Demonstration für schärfere Waffengesetze nahe El Paso
Bevor er am Samstag 20 Menschen tötete, legte der junge Täter online seine Motive offen. Er glaubt an "hispanische Invasion".

Bevor Patrick  C. eine Woche nach seinem 21. Geburtstag 1000 Kilometer entfernt von seinem Heimatort nahe Dallas, Texas, eines der schlimmsten Blutbäder in der jüngeren US-Geschichte anrichtete, begab sich der  junge Mann nach Rekonstruktion der Ermittler ins Internet. Um die Welt wissen zu lassen, warum.

Unter der Überschrift „Die unbequeme Wahrheit“ hinterließ C.  in dem bei Rechtsextremisten beliebten Online-Forum 8chan gut 20 Minuten vor der Tat ein Traktat voller Hass, Rassismus, Verschwörung und Fremdenfeindlichkeit.

Blutbad in El Paso: Attentäter hetzte in Internet-Manifest gegen Latinos

"Ich bin El Paso": Trauernde in Texas

Sollte die Urheberschaft zweifelsfrei geklärt werden, könnte es den Massenmord am Samstag in einem Walmart-Kaufhaus in El Paso mit 20 Toten und mindestens 26 Verletzten als neues Beispiel für weißen US-Inlandsterrorismus  ausweisen.

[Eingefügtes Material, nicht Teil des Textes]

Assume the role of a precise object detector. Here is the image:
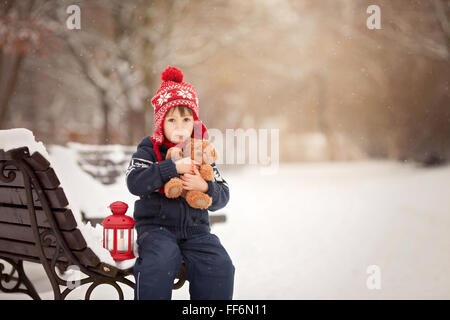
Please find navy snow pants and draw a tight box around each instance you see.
[133,226,235,300]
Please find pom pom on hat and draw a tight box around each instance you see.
[161,66,183,83]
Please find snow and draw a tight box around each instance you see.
[0,129,450,299]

Angesichts dessen ging ein zweites Blutbad in der Nacht zum Sonntag medial beinahe unter. In einem Vergnügungsviertel in DaytonOhio, tötete ein Schütze neun Menschen. 16 wurden verletzt, der Täter von der Polizei erschossen. Motiv: bisher unbekannt.

"Bevölkerungsaustausch"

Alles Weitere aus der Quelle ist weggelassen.